Sumner GA, Located in southwest GA,
We cannot turn back the clock 50 years and say everything was better then. You cannot say todays farms are exploitive. You cannot blame the problems on the farmer or the faceless corperation. And, you cannot say if we retailed all our products we would be better off. Now let me expand on these 4 points.
You could say that everything was better 50 years ago, but was it. 50 bushels was a big corn crop. If your dairy cow produced 5000 pounds she was a record holder. Hogs on dirt lots. The list goes on and on. But as time has progressed, we have moved beyond that stage. Land and animals now are much more productive on less. Enviromentally land is in much better shape now. We aren't trying to clear every acre anymore. Our equipment is much better now. How many people want to go back to plowing with a Farmall M rather than the comfor of a more modern tractor. Sure there were more farmers then than now, but that is a rural issue, not an agricultural issue. How many small service stations are left in your county that are not corporation owned.

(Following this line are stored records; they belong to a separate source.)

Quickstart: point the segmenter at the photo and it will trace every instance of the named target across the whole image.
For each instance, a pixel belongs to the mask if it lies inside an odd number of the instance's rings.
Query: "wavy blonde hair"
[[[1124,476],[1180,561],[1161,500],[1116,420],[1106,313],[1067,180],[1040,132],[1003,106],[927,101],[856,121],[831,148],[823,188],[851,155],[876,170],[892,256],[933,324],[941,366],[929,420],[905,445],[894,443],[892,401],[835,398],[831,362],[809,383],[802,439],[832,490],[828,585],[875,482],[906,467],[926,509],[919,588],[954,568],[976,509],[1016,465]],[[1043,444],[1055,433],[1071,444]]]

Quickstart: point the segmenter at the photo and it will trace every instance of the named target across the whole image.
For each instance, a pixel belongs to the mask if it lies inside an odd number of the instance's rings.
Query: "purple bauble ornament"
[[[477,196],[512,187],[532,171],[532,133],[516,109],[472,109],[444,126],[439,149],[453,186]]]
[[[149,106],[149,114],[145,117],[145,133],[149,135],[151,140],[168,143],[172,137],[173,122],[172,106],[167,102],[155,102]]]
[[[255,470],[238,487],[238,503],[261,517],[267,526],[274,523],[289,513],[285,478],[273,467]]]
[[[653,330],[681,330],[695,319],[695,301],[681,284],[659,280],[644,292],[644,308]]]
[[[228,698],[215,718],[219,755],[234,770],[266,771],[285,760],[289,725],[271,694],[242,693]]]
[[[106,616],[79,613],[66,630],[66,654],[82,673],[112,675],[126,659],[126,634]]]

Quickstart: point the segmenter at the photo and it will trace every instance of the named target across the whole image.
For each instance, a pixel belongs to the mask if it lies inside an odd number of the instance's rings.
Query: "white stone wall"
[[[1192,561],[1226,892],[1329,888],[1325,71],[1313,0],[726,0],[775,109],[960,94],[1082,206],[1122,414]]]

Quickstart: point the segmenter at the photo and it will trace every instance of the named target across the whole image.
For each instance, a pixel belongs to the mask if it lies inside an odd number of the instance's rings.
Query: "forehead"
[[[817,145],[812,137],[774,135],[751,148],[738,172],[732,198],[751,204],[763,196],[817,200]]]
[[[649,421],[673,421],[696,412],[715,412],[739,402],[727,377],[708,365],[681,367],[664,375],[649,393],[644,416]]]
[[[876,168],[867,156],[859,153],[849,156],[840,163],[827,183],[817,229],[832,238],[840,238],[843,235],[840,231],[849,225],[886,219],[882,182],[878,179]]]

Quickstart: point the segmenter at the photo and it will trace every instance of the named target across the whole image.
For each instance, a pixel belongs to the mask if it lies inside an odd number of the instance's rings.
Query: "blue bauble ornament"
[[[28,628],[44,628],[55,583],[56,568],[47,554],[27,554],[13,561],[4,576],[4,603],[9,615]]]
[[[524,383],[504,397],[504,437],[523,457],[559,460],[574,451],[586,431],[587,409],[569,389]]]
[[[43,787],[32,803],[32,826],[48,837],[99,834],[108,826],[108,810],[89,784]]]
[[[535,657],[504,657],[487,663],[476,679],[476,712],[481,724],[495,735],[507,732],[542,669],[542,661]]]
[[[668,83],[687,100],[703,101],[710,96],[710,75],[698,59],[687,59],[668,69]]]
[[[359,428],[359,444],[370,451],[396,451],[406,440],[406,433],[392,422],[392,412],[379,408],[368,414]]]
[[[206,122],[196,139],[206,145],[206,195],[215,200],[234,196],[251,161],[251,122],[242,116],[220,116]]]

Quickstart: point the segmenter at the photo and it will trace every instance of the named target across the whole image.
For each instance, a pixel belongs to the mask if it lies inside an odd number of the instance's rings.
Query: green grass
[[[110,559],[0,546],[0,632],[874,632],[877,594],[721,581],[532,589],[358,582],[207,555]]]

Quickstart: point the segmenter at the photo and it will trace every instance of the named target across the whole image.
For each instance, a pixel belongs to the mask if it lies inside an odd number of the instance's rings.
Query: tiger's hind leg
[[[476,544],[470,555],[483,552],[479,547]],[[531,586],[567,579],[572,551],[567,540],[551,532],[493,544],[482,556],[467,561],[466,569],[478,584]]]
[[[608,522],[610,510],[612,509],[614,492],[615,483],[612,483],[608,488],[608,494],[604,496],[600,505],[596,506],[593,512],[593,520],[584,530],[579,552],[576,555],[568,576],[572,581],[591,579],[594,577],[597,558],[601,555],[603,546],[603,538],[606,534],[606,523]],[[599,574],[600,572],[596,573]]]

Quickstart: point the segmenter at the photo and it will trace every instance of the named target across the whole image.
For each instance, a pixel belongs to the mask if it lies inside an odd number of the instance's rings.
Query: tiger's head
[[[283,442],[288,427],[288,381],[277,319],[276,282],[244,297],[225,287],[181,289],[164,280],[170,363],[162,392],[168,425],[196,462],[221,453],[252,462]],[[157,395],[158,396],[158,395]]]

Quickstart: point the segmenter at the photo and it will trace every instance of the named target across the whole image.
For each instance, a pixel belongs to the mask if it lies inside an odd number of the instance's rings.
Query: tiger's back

Farmers today are not exploitive. You dont see near as much soil erosion anymore. Our crops grow more abundently now, allowing prices to stay low. We dont have livestock running through streams at will polluting them. I dont hear any farmer out there trying to intentionally gouge anyone. If anything we let ourselves get took more often. We are out providing our services to the public. They have stated their demand and we are simply providing the service the best way we know.
Farmers and corporations are not responsible for health problems. Consumers made the choice to eat what we do. Corporation just responded to the demand by the consumer for a quick meal or a quick snack. That the consumer reached for a candy bar instead of a apple, or had more cake instead of vegetables for dinner, and then didn't work off those extra calories is no fault of the farmer or the corporation. They were simply responding to demand. That the consumer didn't know their limits, that is their own fault. They may want to blame it on someone else, but in the end, it was their choice. No one forced it upon them.
All farmers couldn't retail and make a profit. A select few can, rather it is by having a different product, or having a product they can tell their own story about. However, it doesn't take long before that niche is saturated, and then you are left with the fact that you have the product and not the market. You have the regulations involved. You have marketing involved. Labor, supply chains, the list goes on and on. Some of us don't have the time, some of us don't have the money, and the rest don't have the inclination. For those that do, there is money to be made, and there is money to be lost. It all sounds good in theroy, but when theroy meets reality, very little if any is relevant anymore. From the people I have talked to, yes you can do it, but it will take more time, more money, you will be much more involved, and you need to run a tight ship before you ever think about it. It is much easier to have the idea than the reality.
Now just think, if we went back 50 years, there would be no way agriculture could support the worlds population. Many more people would have to work in agriculture to sustain ourselves. Just think how incredibly wasteful agriculture practice were then and compared to now. We would need much more of everything to produce less. This isn't a Norman Rockwell painting. Agriculture has evolved the way it has evolved because it was demanded of us by consumers. They said we want more and we want to pay less. Farmers as a whole bowed to this need. We only did what was asked.